Control Versus Capacity: The Dilemma of Marketization in Employment Services
This paper compares the marketization of these services in Denmark, Germany, and the UK. Drawing on interviews with service providers, public authorities, and front-line workers, we ask three questions. First, what does marketization mean in practice in these three countries? Second, what are its effects on services and governance arrangements? Third, how does variation in marketization and its effects map against theoretical national ‘regime types’?

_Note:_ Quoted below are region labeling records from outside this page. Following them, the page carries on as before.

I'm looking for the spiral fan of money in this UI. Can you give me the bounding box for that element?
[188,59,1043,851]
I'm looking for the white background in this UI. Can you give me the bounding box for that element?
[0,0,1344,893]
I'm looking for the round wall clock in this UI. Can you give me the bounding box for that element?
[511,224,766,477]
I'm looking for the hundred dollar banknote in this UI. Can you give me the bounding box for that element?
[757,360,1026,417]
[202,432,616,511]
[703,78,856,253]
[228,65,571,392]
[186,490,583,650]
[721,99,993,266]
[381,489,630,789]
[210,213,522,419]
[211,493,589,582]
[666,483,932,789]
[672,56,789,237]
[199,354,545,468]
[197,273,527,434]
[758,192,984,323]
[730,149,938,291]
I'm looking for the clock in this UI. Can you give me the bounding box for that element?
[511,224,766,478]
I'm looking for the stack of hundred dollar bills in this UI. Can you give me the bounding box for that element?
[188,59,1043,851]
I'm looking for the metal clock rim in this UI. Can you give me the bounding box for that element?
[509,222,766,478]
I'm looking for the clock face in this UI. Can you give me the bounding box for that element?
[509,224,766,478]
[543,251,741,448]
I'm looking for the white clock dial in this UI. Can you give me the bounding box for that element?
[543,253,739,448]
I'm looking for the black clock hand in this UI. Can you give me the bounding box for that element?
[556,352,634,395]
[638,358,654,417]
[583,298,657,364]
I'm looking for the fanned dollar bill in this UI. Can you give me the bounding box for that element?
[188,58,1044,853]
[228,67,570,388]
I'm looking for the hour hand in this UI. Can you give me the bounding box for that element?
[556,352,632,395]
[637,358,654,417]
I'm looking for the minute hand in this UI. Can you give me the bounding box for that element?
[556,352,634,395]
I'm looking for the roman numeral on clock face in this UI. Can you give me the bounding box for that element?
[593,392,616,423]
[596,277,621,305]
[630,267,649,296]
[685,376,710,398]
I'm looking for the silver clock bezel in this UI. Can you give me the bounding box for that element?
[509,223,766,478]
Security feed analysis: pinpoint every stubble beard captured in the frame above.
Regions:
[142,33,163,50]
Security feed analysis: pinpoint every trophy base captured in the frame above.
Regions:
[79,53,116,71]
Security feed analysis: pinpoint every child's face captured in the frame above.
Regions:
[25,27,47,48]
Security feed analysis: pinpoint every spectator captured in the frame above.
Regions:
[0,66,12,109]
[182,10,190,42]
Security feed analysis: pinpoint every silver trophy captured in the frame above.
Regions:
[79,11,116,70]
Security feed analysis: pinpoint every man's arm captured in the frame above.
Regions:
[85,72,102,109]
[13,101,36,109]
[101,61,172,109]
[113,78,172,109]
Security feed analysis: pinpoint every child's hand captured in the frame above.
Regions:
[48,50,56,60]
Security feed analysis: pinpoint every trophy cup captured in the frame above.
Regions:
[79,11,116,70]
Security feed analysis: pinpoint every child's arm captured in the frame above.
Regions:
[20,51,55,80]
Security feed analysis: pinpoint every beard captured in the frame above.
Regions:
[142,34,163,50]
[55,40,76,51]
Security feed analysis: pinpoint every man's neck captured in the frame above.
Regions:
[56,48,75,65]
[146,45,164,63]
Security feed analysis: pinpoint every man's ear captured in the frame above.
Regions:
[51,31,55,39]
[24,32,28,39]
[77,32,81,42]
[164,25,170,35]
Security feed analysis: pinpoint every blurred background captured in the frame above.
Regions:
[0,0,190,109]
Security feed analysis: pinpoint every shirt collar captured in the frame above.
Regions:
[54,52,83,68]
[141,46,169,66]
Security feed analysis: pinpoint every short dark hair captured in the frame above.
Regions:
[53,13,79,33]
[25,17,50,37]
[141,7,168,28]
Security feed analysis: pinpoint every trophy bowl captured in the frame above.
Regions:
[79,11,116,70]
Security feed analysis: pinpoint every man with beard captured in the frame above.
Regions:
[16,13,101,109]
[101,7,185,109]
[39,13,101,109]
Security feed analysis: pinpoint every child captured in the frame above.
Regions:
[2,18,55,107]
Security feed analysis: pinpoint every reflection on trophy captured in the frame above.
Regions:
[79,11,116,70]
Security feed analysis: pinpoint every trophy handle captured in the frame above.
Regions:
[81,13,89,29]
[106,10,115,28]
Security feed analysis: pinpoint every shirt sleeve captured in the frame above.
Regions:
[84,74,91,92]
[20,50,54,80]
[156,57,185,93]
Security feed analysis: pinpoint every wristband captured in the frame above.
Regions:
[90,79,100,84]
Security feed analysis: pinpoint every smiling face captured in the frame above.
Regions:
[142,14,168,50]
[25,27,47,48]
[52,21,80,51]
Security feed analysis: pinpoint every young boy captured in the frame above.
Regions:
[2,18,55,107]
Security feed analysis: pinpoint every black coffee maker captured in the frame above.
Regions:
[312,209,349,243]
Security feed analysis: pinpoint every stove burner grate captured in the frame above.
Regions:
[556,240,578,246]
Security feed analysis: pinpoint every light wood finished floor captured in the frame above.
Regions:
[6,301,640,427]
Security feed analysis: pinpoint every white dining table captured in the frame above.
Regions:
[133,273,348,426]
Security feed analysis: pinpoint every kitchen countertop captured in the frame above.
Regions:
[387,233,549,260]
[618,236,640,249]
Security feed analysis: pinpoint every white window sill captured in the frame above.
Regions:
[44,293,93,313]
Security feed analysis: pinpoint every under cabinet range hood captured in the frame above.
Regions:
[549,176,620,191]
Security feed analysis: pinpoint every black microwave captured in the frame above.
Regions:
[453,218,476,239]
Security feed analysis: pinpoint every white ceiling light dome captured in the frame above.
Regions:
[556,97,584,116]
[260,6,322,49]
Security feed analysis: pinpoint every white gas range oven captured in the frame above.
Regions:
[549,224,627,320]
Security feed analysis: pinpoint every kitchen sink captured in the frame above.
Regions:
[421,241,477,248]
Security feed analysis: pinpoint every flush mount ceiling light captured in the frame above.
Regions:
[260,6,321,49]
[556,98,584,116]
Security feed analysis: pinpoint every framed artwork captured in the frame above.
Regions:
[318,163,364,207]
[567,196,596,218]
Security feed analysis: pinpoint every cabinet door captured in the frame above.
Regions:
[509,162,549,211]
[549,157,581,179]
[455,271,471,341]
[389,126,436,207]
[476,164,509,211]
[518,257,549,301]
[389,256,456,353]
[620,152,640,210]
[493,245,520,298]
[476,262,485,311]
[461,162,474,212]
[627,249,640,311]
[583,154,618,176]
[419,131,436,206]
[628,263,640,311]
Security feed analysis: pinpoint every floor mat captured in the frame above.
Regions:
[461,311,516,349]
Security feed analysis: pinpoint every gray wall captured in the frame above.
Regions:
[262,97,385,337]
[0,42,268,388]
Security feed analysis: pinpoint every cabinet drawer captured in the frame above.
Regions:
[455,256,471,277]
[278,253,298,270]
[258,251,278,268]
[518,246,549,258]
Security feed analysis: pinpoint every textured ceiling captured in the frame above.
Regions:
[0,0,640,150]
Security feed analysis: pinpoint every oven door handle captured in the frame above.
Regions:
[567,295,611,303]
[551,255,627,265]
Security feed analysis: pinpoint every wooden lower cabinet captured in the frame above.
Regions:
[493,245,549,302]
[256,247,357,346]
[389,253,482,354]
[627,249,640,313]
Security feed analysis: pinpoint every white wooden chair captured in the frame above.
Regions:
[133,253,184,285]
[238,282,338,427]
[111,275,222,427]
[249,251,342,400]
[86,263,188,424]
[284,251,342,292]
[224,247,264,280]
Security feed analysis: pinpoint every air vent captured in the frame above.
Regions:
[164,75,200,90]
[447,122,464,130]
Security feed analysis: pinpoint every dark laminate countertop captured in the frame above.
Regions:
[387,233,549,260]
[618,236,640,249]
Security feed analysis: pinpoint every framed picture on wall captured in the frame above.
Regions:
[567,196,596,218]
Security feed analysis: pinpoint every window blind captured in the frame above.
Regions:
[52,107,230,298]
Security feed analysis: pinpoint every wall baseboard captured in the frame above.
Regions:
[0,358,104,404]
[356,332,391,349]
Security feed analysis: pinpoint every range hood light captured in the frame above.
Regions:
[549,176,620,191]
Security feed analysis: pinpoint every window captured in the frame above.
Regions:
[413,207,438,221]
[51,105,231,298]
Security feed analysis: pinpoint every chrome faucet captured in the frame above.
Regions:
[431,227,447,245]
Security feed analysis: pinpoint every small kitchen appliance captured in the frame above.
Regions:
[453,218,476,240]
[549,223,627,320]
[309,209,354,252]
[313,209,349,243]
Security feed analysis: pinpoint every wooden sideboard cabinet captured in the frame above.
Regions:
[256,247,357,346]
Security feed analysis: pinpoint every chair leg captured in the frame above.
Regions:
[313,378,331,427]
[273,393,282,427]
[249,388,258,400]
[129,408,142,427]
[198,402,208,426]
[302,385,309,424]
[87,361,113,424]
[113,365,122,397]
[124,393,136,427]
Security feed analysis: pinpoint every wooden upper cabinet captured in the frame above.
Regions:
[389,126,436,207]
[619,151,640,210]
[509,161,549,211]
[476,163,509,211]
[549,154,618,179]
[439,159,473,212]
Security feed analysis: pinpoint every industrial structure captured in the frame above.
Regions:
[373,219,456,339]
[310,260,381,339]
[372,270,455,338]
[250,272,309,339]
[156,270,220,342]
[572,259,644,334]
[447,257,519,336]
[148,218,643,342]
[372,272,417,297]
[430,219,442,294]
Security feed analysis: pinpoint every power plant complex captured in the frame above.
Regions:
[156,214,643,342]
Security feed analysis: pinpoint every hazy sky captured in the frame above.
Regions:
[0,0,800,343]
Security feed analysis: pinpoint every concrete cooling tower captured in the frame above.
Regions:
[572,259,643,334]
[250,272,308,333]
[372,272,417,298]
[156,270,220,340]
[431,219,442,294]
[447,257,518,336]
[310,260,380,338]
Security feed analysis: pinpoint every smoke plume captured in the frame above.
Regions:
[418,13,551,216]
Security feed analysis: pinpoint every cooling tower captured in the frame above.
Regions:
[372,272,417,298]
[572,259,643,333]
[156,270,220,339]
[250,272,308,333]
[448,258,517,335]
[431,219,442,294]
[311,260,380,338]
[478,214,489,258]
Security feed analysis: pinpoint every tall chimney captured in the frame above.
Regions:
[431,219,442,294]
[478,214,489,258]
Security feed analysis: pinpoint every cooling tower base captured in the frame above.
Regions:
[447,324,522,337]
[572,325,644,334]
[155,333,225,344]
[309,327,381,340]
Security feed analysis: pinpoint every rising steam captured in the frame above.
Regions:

We capture marketization at the level of the transaction. Moving beyond definitions that focus on privatization, we ask whether public authorities organize competition among external providers that is open, frequent, and/or price-based. We observe transactions ranging from those with little or no price-based competition (cost reimbursement and grants) to those that are highly competitive (competitive tendering and vouchers). In between is restricted procurement – such as ‘framework’ contracting in the UK and Denmark and ‘hand-picked’ procurement in Germany – in which market mechanisms are consciously limited.
Moving beyond the efficiency arguments commonly used to justify marketization, we highlight unintended consequences and argue that marketization creates a dilemma for public authorities. On the one hand, if they assert strict control over the quality and price of services, they create disincentives and squeeze resources, which corrodes complex, personalized, and innovative services delivered by qualified personnel. On the other hand, if they relinquish control, they face a legitimacy problem, since public policy goals may be subordinated to organizational dynamics via the profit motive or the ethos of social workers. This dilemma is not solved through increased openness and transparency or improved incentives (which also create transaction costs) or customer choice (which is also beset by information asymmetries and runs counter to policy principles of compulsion). In some cases they resolve it by bringing externalized services into the public sector.
We conclude that these choices are shaped more by the structures of states than by the principles of welfare regimes. In Britain governments have created a concentrated, uncompetitive market, dominated by multinational firms, to create innovative services and to shift the risk of failure onto the private sector. German employment services are decentralized and therefore diverse; transactions range from highly competitive tendering and voucher arrangements to uncompetitive cost-recovery arrangements, with each market favoring different providers. Denmark’s market is volatile and sensitive to political shifts, currently managed by municipalities and dominated by for-profit providers.